The Ropemakers of Syracuse

I Cordari di Siracusa

Eric Darton

Ropemakers’ Street in Ortigia, Syracuse, Sicily. Local legend has it that a plague in 1501 was ravishing Siracusa. The spread of the pestilence stopped, miraculously, at the border of the rione dei Cordari, the ropemakers’ quarter where the Madonna was venerated in a small chapel. Subsequently, the bishop ordered the building of a church in the district which stands today: Santa Maria dei Miracoli, Saint Mary of the Miracles.

In the part of Syracuse lying to the north, in what is now the vast archeological park which includes an ancient Greek theater, sacrificial altars and a Roman amphitheater, are a series of remarkable quarries. For several hundred years, beginning in the seventh century, BC enormous quantities of limestone were extracted from the site. Numerous descriptions and visual representations attest that Paul, the Apostle, visited Siracusa and preached in the latomi.

One of the of the most impressive caverns in this complex, both in scale and “quarchitecture” is La Grotta dei Cordari, who braided their ropes through its interconnected horizontal chambers until the nineteenth century. (Above)

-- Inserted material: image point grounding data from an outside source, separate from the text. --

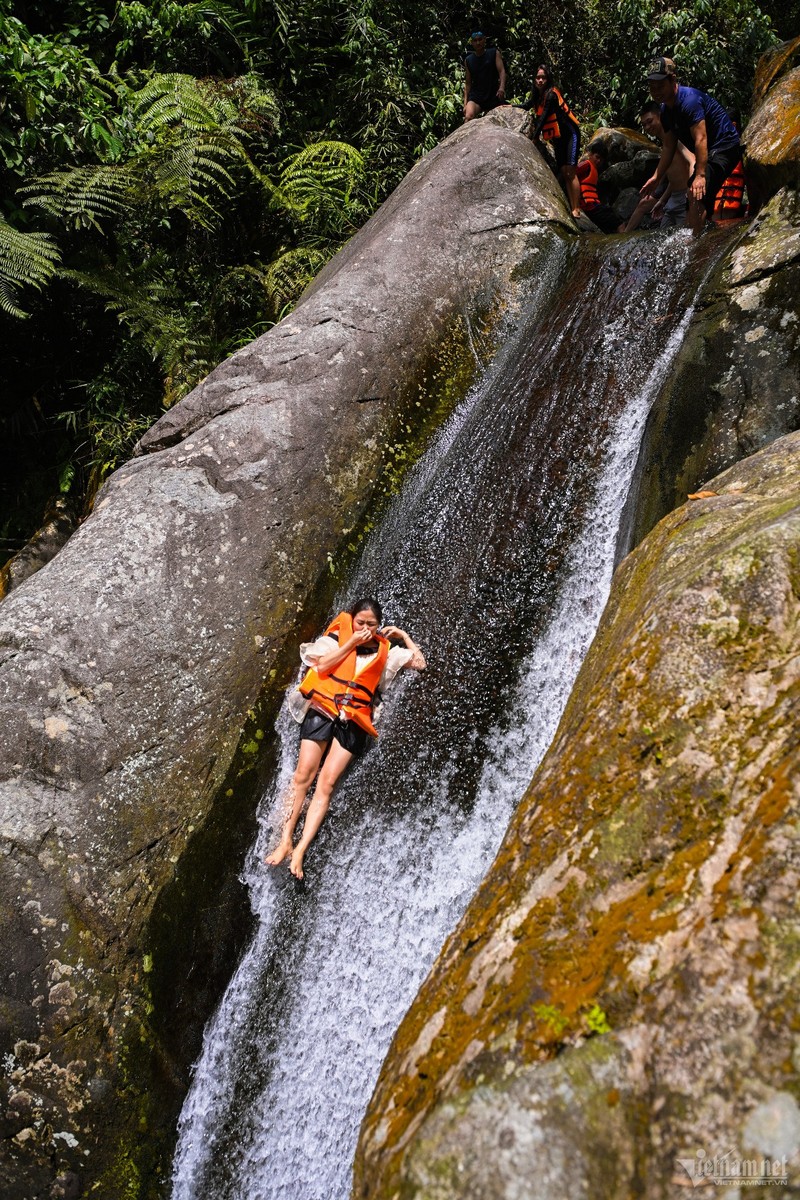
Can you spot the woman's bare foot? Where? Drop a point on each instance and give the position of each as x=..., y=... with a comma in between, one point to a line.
x=281, y=851
x=295, y=865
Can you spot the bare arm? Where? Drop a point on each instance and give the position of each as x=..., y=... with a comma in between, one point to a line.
x=416, y=663
x=659, y=207
x=501, y=72
x=667, y=155
x=701, y=137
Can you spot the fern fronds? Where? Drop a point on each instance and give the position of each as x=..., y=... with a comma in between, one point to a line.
x=26, y=259
x=288, y=275
x=84, y=196
x=322, y=174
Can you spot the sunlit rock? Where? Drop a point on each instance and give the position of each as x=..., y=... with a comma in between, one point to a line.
x=131, y=661
x=619, y=1003
x=733, y=387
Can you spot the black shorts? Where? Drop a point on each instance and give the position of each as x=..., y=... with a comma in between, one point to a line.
x=318, y=727
x=567, y=148
x=720, y=165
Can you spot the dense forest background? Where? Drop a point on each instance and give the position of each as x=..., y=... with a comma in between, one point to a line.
x=174, y=173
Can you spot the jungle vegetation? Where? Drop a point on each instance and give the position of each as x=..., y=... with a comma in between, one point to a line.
x=174, y=173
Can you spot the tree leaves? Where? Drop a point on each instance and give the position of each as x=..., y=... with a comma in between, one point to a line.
x=26, y=259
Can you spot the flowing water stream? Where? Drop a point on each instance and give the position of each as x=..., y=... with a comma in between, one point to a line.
x=498, y=558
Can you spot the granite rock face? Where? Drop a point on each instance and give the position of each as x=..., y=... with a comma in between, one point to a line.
x=773, y=137
x=128, y=664
x=733, y=385
x=619, y=1005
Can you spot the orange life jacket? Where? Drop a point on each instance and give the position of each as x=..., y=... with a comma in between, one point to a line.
x=588, y=175
x=731, y=198
x=551, y=129
x=342, y=693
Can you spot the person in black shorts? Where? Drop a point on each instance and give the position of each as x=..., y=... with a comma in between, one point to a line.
x=349, y=667
x=485, y=78
x=557, y=125
x=696, y=119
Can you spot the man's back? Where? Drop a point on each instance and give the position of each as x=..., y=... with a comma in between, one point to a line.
x=692, y=106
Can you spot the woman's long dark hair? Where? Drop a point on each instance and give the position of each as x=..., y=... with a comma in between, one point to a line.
x=547, y=71
x=367, y=603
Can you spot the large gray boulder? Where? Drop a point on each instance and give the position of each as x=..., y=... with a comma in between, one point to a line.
x=617, y=1013
x=733, y=387
x=130, y=663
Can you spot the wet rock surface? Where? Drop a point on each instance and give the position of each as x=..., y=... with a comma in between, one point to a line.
x=733, y=387
x=130, y=663
x=619, y=1003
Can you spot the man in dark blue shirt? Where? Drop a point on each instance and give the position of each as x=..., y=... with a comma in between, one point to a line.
x=697, y=120
x=485, y=79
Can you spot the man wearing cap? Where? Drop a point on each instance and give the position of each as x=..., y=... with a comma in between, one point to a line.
x=485, y=78
x=697, y=120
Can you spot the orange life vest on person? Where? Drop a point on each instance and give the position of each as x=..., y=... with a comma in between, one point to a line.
x=589, y=177
x=551, y=129
x=342, y=693
x=731, y=198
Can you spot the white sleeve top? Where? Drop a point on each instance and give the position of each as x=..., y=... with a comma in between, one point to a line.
x=312, y=652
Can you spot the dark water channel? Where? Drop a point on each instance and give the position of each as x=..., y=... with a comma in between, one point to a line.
x=498, y=558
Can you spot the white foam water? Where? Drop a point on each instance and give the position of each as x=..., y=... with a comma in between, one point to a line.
x=290, y=1059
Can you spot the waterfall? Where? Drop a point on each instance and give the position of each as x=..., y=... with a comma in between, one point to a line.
x=497, y=557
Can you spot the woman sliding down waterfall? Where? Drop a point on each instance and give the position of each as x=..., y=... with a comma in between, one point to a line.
x=352, y=666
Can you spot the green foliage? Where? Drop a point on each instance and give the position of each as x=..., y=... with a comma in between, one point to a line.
x=26, y=259
x=596, y=1020
x=553, y=1019
x=188, y=166
x=55, y=102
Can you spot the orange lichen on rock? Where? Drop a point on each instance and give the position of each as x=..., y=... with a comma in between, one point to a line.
x=633, y=898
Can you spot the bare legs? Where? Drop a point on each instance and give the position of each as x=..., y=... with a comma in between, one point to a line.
x=311, y=755
x=572, y=186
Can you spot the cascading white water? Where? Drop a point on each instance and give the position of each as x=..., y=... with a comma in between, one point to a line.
x=498, y=558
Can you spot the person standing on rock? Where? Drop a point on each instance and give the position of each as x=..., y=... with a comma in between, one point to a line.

These magnificent hollowed-out and vaulted structures also served as prisons – one is ironically named the Quarry of Paradise, and a soaring cavern with a narrow vent at the top was purportedly used by the tyrant Dionysus for the purpose of intelligence-gathering since it amplified the conversations of the prisoners below. When Caravaggio lived briefly in Siracusa in the early seventeenth century, he named the cavern The Ear of Dionysus.